ZCL caused by L. major is endemic and very common in about 15 rural areas of Iran, especially in the northeast, centre, and the southern parts of the country. About 70% of CL in Iran is caused by L. major. According to WHO reports, recently, the prevalence of CL is increased with its spread to new areas. The rate of unsuccessful treatment with Glucantime® has been increasing that maybe due to the resistance in Iran (1). In addition to the drug resistance, the various unpleasant side effects of Glucantime®, were caused researchers to find better substitutions for current standard medical treatment of CL. Traditional treatment of CL with herbal medicine is common in many endemic areas. The native medical plants with effective antileishmaniasis effects in Iran have been reviewed before (13). One of these medicinal plants is S. striata used for treatment of leishmaniasis in Ilam Province. The antibacterial, anti-inflammatory and wound healing effects of different parts of S. striata have been demonstrated (7–9, 14–16). However, there are a few studies on antiparasitic effects of S. striata (17, 18). In both studies, the water extract of S. striata have been prepared to evaluate its anti-leishmaniasis effects on L. major.

Our results showed that the ethanolic extract of the concentration of 10% of S. striata could reduce the size of lesion of CL. The ED50 of S. striata extract was determined 12.5% and 2.5% after 24, and 72 h of incubation. Counting the number of parasites was indicated the significant difference between S. striata and control groups. S. striata could modulate the viability of Iranian strain of L. major promastigotes in Balb/c mice. Watery extract of S. striata could help to decrease of amastigote forms of L. major in the cultured mice macrophages but the investigation had not been completed in vivo conditions (18). In our experiments, S. striata extract 10% inhibited the growth of amastigotes in infected macrophages of lesions and periteonal of Balb/c mice, too. Interestingly, based on Shoohani et al. study, the hydro-alcoholic extracts of S. striata could stimulate collagen synthesis, faster wound contraction, decrease the inflammation, and bleeding on wound healing in rabbit. Statistical and histological studies showed that the best healing effect was obtained from S. striata 10% extract (19).

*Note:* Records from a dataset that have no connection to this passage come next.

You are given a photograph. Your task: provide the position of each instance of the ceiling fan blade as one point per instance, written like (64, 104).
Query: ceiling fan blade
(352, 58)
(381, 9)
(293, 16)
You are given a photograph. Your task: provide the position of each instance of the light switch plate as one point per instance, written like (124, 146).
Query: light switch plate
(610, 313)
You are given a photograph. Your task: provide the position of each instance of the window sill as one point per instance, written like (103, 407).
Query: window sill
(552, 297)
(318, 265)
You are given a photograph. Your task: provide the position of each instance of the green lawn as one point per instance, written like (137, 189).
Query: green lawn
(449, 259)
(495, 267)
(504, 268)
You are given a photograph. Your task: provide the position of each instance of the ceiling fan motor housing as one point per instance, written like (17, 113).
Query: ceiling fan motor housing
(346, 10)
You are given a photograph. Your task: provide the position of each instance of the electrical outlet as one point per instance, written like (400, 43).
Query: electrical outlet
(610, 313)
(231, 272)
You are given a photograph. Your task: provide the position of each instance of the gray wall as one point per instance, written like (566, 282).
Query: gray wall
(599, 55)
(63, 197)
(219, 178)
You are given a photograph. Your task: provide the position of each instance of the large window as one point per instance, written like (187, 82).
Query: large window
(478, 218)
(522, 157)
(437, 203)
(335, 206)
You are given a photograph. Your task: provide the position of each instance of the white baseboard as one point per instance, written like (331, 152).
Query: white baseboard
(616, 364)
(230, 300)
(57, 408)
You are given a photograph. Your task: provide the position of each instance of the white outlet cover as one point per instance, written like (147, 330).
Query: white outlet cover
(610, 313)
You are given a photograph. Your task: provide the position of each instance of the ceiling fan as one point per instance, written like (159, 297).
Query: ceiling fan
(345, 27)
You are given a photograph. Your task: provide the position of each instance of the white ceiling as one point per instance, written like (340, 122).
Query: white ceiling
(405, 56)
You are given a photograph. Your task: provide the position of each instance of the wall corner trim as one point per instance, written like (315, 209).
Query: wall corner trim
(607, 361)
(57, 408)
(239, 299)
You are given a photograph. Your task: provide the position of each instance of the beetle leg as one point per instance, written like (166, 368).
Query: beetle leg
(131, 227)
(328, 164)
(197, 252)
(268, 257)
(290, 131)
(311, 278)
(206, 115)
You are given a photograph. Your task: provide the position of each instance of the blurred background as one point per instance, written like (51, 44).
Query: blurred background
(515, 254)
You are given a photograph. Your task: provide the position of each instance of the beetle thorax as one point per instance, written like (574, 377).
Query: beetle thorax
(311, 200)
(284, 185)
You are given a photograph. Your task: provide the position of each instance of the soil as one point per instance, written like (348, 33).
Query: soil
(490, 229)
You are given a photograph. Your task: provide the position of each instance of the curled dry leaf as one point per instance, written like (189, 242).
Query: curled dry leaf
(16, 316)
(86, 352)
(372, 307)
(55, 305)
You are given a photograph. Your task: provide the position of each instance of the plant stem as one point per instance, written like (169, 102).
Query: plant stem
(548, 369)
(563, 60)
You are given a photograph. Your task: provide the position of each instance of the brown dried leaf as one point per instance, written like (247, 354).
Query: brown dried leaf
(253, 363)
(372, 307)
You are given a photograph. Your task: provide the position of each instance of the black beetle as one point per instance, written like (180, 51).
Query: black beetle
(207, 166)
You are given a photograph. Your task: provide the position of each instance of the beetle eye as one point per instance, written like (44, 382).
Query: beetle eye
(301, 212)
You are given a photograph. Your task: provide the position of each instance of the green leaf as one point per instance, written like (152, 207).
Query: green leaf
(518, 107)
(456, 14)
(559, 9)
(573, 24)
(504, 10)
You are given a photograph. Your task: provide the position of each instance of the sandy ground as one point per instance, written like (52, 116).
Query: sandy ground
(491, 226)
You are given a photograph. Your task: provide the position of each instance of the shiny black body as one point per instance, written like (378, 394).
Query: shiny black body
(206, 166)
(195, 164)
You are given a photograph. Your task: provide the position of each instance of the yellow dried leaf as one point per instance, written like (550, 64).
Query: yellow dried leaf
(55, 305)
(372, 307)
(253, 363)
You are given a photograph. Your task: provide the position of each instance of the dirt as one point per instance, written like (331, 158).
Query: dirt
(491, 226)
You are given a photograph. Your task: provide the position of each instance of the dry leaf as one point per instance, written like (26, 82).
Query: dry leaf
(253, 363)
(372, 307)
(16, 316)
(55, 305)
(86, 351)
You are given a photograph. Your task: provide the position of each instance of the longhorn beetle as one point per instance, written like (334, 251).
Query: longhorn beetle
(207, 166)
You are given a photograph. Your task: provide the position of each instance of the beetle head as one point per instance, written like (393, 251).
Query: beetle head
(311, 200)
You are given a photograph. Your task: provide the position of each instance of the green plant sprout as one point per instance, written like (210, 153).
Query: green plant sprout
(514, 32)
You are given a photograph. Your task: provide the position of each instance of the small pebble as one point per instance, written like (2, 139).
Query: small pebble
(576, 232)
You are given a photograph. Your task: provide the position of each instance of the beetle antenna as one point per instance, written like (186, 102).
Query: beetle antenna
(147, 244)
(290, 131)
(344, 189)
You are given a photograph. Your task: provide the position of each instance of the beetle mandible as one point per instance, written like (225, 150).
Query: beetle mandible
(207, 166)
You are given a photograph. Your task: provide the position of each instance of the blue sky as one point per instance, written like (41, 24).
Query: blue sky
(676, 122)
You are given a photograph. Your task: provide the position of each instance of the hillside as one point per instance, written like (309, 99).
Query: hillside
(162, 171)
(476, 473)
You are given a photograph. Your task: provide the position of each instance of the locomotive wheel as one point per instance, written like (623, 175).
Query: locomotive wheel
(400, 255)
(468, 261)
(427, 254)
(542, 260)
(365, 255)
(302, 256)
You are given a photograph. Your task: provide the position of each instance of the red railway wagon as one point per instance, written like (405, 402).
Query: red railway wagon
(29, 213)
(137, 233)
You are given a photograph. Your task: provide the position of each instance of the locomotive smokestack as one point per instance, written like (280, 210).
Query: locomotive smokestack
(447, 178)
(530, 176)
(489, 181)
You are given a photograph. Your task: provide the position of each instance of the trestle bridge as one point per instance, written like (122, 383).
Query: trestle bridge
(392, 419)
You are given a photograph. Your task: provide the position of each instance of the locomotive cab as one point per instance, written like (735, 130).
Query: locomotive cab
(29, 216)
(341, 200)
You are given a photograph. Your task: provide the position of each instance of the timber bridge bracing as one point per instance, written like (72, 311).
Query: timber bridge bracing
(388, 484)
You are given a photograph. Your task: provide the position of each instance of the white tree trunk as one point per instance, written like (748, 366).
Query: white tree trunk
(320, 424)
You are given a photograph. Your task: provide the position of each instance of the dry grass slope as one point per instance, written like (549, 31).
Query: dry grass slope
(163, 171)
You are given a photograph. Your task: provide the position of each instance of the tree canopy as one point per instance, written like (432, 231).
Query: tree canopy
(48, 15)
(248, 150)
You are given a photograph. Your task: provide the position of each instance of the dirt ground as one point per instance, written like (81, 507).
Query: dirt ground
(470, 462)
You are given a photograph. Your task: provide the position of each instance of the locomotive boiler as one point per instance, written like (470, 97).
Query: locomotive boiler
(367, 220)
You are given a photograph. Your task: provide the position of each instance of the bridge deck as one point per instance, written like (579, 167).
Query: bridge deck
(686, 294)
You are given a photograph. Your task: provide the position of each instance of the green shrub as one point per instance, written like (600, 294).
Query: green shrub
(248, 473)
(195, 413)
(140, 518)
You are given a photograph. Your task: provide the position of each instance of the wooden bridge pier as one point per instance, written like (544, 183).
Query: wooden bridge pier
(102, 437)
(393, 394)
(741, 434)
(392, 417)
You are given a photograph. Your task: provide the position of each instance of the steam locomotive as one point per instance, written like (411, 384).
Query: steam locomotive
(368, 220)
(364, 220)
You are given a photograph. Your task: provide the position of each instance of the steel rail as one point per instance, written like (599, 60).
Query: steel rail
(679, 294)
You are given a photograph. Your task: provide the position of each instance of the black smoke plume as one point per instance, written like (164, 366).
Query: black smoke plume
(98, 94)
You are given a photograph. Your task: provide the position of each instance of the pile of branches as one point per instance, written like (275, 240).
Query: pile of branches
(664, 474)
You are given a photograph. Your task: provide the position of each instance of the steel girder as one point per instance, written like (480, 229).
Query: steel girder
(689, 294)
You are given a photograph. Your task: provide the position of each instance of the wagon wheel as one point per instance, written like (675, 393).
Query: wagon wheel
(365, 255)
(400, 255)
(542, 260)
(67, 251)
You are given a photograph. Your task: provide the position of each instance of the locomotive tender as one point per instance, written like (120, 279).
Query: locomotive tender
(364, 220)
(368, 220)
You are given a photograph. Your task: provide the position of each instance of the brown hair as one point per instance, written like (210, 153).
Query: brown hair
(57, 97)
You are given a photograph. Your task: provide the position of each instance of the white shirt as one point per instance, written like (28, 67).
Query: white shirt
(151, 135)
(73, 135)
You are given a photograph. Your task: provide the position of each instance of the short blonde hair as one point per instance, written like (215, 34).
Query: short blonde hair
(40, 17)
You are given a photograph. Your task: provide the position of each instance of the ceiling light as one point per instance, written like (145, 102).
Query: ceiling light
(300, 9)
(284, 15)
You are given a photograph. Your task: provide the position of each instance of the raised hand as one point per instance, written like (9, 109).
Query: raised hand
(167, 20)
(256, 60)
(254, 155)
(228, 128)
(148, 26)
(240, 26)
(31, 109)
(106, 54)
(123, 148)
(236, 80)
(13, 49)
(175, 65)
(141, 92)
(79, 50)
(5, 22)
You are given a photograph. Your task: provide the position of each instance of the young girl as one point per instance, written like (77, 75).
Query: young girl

Components such as alkaloids, resin glycosides, iridoid, and cryptophilic acid have been isolated from different parts of S. striata (20). Five known components were isolated from the methanolic fraction extract of the aerial parts of S. striata: cinnamic acid, three flavonoids (quercetin, isorhamnetin-3-O-rutinoside and nepitrin) and one phenylpropanoid glycoside (acteoside 1) (21). The compounds, such as alkaloid, quinones, iridoids, terpenes, and indole analogues have been showed to have antileishmania activity in vitro. The exact mechanisms of action of these compounds have not been investigated yet, but alkaloids are able to interfere with the metabolism of aromatic amino acids in the parasite (22).

Conclusion

The ethanolic extract of S. striata affected parasitic proliferation phenomena. In addition, the extract can inhibit L. major proliferation. However, further investigations should be done to figure out the molecular basis of this procedure. Extract of S. striata are effective for the treatment of CL in Balb/c mice.

Ethical considerations

Ethical issues regarding plagiarism, informed consent, misconduct, data fabrication, double publication and/or submission, and redundancy have been completely observed by the author.